Parliamo – continua il governatore – di un piano che prevede interventi sulle politiche sociali, aiuto e sostegno alle fasce deboli e vari interventi di aiuto in ambito di immigrazione, turismo, donne, attività autonome, aziende agricole e della pesca. Cercheremo di evitare accavallamenti e discordanze con le misure del Governo”.

Sui contagi: “L’epidemia sta rallentando al nord, tuttavia i morti continuano a registrarsi anche se è positivo che ci sia un calo in termini di contagiati. In Campania – continua De Luca – domina una presenza di contagiati più giovani rispetto alla media nazionale. Credo che sia in parte un dato collegabile all’ondata di rientri che abbiamo avuto dal nord.

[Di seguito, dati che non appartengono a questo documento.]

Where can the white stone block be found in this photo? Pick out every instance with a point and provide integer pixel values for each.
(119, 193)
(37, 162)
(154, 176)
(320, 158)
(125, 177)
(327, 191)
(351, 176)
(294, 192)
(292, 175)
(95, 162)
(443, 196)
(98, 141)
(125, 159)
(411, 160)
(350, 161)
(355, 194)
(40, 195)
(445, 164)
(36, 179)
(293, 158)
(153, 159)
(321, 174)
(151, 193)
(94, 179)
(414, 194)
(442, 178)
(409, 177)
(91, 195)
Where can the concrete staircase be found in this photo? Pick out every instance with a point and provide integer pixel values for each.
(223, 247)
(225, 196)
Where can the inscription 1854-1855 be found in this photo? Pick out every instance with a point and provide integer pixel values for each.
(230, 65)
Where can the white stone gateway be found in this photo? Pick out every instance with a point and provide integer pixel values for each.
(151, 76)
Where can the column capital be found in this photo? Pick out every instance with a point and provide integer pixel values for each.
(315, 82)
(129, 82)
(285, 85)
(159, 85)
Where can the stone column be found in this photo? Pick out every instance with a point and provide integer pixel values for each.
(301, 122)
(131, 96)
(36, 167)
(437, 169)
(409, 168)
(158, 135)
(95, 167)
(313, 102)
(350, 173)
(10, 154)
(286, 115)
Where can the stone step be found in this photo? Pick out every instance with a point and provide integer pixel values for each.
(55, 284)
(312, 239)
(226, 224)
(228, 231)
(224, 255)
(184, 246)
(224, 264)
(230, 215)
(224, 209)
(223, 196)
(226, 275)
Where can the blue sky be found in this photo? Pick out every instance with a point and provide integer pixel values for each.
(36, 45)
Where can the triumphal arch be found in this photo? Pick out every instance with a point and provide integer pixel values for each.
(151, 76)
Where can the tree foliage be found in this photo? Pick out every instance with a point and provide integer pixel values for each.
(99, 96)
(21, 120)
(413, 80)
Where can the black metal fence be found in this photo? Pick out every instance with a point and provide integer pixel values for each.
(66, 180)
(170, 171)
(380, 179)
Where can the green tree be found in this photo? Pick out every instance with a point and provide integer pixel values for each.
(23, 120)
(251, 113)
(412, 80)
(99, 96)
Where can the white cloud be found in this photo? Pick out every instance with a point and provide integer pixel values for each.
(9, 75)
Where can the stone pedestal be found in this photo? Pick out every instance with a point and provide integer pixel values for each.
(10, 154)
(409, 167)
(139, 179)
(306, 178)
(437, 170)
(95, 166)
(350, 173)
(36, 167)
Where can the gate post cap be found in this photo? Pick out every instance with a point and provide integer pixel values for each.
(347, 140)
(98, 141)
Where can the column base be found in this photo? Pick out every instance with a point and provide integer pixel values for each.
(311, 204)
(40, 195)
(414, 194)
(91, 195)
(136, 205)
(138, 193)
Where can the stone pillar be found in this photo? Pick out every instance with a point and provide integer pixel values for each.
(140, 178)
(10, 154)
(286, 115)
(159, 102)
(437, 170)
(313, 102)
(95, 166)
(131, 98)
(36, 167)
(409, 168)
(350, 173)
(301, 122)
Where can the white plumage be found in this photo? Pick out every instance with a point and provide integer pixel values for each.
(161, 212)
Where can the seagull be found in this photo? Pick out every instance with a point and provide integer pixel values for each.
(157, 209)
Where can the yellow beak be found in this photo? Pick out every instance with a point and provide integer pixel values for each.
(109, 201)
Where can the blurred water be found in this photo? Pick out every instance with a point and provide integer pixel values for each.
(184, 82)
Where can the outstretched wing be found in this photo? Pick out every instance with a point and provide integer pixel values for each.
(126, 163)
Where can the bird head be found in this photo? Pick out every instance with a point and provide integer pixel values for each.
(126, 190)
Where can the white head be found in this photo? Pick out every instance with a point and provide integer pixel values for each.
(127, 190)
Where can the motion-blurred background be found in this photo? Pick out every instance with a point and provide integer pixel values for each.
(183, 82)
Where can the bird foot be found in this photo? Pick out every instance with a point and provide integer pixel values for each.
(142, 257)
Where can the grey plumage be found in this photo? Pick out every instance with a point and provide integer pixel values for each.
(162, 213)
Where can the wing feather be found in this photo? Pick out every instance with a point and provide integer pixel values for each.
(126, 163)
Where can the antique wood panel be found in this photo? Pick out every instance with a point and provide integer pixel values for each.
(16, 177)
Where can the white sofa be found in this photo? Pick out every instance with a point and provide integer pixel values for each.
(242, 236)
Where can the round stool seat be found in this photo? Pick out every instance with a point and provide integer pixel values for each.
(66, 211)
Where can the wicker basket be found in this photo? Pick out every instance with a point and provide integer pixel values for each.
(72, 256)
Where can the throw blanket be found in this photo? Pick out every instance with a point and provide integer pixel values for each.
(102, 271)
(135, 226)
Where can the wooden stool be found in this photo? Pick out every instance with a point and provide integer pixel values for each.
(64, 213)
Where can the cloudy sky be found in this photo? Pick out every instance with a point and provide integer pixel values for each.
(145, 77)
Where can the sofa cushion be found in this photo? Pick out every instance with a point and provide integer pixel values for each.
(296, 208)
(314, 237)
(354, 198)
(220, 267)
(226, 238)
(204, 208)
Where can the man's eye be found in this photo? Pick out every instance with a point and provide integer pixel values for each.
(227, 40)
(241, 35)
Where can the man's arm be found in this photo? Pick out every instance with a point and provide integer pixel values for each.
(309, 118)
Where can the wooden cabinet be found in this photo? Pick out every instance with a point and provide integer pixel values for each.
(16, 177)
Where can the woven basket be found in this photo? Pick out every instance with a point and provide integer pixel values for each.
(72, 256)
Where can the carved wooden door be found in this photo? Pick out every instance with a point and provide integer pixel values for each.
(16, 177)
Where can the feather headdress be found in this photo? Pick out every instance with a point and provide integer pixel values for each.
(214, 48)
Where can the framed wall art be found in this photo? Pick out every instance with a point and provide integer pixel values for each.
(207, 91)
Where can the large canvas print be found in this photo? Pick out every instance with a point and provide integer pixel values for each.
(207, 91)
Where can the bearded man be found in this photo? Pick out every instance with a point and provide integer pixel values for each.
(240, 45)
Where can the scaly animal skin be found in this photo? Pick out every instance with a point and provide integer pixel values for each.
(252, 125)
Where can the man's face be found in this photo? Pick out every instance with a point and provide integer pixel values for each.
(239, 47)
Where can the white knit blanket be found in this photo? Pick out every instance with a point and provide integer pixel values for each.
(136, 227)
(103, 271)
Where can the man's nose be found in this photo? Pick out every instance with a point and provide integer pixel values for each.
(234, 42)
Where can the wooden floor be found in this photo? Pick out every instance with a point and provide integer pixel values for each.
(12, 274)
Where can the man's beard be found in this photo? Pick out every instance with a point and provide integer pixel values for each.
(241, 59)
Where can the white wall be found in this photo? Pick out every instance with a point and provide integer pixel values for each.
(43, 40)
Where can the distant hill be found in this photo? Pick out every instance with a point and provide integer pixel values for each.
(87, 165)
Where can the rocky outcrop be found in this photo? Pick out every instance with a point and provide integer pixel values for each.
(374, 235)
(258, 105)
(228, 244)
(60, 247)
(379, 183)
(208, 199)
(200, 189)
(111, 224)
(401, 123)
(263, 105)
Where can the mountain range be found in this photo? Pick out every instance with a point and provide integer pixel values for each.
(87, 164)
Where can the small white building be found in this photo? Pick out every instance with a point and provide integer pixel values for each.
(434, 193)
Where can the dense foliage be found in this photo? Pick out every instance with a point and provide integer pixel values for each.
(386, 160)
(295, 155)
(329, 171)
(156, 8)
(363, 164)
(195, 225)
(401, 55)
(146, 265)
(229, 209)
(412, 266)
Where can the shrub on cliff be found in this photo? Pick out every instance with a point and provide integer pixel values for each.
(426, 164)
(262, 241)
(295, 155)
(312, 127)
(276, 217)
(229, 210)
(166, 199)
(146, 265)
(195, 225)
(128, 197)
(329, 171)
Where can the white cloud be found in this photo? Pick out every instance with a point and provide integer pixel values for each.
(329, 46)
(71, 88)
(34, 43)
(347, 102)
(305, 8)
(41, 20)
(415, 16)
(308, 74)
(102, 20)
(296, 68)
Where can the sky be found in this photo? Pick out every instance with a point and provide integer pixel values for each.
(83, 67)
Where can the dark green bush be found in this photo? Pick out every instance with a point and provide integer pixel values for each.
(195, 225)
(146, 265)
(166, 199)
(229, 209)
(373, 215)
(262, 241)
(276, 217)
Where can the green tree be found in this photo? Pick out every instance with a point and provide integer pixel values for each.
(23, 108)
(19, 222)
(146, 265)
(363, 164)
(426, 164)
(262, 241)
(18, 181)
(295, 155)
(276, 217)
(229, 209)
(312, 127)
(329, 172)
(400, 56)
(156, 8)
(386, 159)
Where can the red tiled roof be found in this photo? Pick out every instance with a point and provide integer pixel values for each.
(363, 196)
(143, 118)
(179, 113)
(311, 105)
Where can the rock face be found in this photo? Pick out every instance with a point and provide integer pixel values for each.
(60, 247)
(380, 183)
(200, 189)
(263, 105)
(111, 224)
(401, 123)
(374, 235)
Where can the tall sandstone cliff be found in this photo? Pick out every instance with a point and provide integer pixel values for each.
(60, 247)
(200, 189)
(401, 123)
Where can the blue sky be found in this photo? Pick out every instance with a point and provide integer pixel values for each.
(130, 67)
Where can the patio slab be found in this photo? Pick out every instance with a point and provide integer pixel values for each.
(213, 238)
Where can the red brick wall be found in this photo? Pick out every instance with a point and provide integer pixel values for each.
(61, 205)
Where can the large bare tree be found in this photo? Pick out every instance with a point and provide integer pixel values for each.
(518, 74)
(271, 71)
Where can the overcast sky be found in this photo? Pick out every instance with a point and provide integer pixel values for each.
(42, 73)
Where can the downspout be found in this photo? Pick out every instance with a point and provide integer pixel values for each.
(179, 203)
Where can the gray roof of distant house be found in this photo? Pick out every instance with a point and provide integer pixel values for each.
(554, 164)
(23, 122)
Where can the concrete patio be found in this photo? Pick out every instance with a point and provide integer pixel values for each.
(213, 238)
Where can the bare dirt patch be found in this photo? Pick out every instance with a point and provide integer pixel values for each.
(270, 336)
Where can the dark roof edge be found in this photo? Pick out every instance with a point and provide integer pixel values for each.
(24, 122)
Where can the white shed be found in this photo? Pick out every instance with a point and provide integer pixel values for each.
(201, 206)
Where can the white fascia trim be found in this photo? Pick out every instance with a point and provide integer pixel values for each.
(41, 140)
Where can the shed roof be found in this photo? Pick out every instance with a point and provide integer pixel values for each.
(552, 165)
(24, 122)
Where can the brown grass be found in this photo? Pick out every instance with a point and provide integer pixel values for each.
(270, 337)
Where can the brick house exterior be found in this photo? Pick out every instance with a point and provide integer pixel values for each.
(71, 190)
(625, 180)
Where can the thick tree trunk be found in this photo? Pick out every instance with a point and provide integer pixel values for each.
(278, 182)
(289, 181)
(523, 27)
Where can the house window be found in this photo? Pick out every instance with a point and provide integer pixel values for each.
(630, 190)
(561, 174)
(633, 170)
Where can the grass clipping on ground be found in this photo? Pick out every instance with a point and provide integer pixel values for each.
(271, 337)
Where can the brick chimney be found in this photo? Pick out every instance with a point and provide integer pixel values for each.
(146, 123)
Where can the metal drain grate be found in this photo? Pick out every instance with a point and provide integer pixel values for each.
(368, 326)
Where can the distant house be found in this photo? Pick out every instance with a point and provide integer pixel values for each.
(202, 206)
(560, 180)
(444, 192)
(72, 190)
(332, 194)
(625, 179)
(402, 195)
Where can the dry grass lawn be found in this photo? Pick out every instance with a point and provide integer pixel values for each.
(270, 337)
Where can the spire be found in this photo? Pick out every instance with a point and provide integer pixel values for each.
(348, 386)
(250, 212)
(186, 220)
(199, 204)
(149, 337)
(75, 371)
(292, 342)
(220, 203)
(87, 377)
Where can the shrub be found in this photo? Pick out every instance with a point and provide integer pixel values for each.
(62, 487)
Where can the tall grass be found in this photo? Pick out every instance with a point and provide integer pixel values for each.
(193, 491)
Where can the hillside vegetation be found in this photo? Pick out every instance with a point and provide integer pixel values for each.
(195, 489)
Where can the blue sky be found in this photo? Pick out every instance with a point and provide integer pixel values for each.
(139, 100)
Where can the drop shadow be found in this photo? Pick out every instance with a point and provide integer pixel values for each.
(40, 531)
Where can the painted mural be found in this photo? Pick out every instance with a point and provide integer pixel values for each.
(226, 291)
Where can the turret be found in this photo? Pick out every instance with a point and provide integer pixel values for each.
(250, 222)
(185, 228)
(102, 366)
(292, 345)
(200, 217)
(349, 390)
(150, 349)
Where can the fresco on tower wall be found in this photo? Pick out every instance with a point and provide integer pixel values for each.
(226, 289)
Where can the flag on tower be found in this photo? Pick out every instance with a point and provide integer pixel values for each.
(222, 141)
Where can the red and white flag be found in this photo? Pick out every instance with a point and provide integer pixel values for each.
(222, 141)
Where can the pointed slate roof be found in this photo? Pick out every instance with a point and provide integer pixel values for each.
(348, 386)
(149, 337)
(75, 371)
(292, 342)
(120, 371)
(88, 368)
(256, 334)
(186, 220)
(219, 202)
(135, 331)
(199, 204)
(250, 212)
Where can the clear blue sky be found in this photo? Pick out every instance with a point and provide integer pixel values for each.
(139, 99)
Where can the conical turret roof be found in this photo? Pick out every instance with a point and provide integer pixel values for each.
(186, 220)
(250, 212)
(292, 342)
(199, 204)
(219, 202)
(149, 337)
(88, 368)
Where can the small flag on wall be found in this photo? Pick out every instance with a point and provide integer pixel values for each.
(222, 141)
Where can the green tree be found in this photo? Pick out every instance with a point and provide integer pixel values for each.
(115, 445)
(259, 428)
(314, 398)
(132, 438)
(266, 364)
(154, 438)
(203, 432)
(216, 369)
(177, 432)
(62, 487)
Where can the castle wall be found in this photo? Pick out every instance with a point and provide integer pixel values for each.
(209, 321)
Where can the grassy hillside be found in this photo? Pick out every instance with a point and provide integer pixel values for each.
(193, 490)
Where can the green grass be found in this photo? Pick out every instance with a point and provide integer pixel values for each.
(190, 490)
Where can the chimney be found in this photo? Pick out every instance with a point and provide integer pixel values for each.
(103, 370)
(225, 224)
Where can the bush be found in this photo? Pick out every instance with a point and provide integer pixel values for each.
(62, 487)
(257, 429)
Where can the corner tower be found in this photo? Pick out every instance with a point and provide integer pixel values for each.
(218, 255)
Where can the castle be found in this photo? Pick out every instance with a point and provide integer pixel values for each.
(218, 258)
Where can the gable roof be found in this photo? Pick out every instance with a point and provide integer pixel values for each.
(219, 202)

Torna sulle passeggiate con i bambini il governatore: “Abbiamo contrastato da subito e con forza questa ipotesi che poi è rientrata dalle dichiarazioni del Presidente del Consiglio. Chi controllerebbe queste persone? Sarebbe una riesplosione dell’epidemia e non mi sembra il caso.

Lo Stato – precisa – deve garantire un flusso continuo nel trasferimento di forniture ai territori. Tutte le forniture che dovevano arrivare sono saltate e ancora oggi dobbiamo fare la guerra per avere un carico di mascherine, i dispositivi di protezione individuale, per avere i ventilatori polmonari o attrezzature adatte alla sub intensiva.

Eppure il picco in Campania contiamo di averlo per fine aprile o inizio maggio. Sarà un picco discendente significa avviarci verso una riduzione dei contagi.

Abbiamo registrato 2.667 persone contagiate e raddoppiato la quantità di tamponi. I casi più preoccupanti sono a Sant’Anastasia, a Torre del Greco, ad Afragola. Se non avessimo avuto le zone rosse nel Vallo di Diano e ad Ariano Irpino e alcuni dati preoccupanti nelle residenze private per anziani, noi oggi saremmo anche molto al di sotto di questi dati. Ma nonostante tutto siamo nelle previsioni.

Non sono cresciuti i ricoveri nelle terapie intensive. Su questo dato stanno riflettendo i virologi e infettivologi. E’ probabile che il virus abbia perduto una parte della sua aggressività.

Ad Ariano Irpino abbiamo deciso di fare uno screening a tappeto. Daremo una mano con ulteriori personale per fare migliaia di kit rapidi in maniera tale da dare più tranquillità ai cittadini”.